Malik: What I love about this shift – you can call it shift-left, call it self-service – whatever it may be – It’s the fact that we are bringing developer empathy to the forefront. Kendall, you mentioned Heroku and yes, they made it simple and easy, but fundamentally, what they did was they made it friendly and nice. It was the concern of the developer, the developer teams’ experience to ship code and that was the driving factor.

As things have got more complex, as cloud migrations have happened, I feel like we've lost that a little bit. We're trying to get back to it with equipping teams to run faster because that is how most organizations have figured out how to scale. You want to be able to hire engineers working on the revenue side of what you're doing.

But I like the fact, I love that, we can have this conversation and bring in tools and talk about how we can make life better for developers. By extension that makes life better for us as a business. It really is that ease of use, that empathy. You are under pressure as an engineer to deliver products and features, and to ship code. Let's not just make it super hard, complex or as old school as it used to be.
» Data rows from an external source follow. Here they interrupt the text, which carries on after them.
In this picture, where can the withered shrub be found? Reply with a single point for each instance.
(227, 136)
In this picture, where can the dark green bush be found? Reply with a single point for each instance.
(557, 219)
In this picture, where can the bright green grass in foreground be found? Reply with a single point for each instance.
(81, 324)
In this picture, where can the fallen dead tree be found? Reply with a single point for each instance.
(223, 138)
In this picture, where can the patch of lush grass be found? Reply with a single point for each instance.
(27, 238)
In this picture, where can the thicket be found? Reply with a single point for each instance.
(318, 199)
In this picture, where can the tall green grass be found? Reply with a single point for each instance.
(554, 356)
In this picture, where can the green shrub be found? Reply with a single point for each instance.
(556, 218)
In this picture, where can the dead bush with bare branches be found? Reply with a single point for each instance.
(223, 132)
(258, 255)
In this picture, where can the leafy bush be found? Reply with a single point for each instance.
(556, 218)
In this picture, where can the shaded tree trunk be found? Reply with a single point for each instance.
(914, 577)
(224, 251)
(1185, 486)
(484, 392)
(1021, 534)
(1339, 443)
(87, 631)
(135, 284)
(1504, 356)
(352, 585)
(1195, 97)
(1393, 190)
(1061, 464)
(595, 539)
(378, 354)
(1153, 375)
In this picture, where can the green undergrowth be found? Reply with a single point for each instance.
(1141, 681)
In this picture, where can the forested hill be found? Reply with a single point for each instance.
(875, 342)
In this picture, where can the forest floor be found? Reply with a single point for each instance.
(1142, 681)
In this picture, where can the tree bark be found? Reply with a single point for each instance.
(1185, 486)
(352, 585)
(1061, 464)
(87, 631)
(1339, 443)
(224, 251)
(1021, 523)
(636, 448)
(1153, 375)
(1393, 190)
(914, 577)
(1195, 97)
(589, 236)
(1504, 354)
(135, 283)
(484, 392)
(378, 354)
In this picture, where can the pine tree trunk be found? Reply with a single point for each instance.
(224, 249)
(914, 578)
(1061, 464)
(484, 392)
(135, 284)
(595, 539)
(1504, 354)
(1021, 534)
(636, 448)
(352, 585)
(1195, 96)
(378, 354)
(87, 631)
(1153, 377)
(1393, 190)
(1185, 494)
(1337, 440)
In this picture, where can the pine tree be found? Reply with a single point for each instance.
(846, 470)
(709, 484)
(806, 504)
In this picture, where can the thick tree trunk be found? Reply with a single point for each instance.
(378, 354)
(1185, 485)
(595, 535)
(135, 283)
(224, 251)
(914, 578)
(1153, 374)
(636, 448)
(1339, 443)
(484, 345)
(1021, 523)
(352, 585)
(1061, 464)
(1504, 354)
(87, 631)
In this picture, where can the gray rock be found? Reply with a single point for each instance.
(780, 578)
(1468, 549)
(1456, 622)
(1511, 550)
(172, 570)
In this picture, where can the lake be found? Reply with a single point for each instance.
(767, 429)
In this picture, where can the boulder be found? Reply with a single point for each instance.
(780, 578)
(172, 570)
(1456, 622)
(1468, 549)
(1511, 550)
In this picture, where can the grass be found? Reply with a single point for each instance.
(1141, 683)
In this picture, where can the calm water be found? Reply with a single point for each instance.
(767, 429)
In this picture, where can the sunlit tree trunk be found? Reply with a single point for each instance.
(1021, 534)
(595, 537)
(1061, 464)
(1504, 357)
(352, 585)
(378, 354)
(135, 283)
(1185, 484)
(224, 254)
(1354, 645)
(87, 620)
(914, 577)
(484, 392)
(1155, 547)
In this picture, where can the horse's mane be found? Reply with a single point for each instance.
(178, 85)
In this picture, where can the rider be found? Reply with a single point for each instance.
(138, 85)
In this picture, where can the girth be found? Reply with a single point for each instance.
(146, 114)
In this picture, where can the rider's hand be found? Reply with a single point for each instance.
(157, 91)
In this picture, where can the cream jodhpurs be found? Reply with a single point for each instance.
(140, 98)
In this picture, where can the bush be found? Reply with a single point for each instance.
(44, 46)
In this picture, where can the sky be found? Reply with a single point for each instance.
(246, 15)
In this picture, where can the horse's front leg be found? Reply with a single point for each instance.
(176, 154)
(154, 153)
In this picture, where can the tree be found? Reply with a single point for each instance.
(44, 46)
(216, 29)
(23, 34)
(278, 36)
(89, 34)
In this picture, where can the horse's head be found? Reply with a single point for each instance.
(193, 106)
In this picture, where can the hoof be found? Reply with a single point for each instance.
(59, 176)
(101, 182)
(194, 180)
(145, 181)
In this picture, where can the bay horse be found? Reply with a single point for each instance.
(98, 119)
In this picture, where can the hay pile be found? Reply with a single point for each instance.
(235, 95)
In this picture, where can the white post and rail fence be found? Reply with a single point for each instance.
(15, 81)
Let’s make it modern, and make it easy to remember that you're driving a lot of value for the business. Let's do what we can to help you out. I love that aspect.

Bates: To add to that, I just want to say how nicely Fairwinds fit into that mindset. We looked at what it would have taken us to build all these features ourselves and glue together various tools, products and open source, glue code. We would have spent our entire budget and roadmap for this project running Kubernetes and future infrastructure on just doing that versus plugging in Fairwinds Insights

And being able to take care of that without too much effort.

Miller: That’s a sound byte I can take and ship right there, Tristan.

I think what's interesting about it, I made the comment thanking Tristan for making your product secure but it occurs to me too that I’m often using a Clover point of sale so having that be secure as well, if anything, probably has more direct effect on me in some ways.

To the point about shift left - at any kind of size and scale, it’s just simply impossible for a platform team to maintain security or any kind of standard alone. When you have tools that push that left so that the service owners are actually aware of, stopped by, guard railed with, kept up to date, whatever all the words are so that things get shipped through and it's not just this core group of platform people or DevOps, or SREs, or whatever the organization is calling them, that’s a big deal and it really is impossible at scale.

Cook: We’ve hit a lot of good things today around making the developers ship applications faster, arming them with the tools they need to be compliant, be secure, use Kubernetes. All of those things are really great and it's the technology that PagerDuty is providing as well as Insights together that is really making a difference in the organization. Thank you all for joining.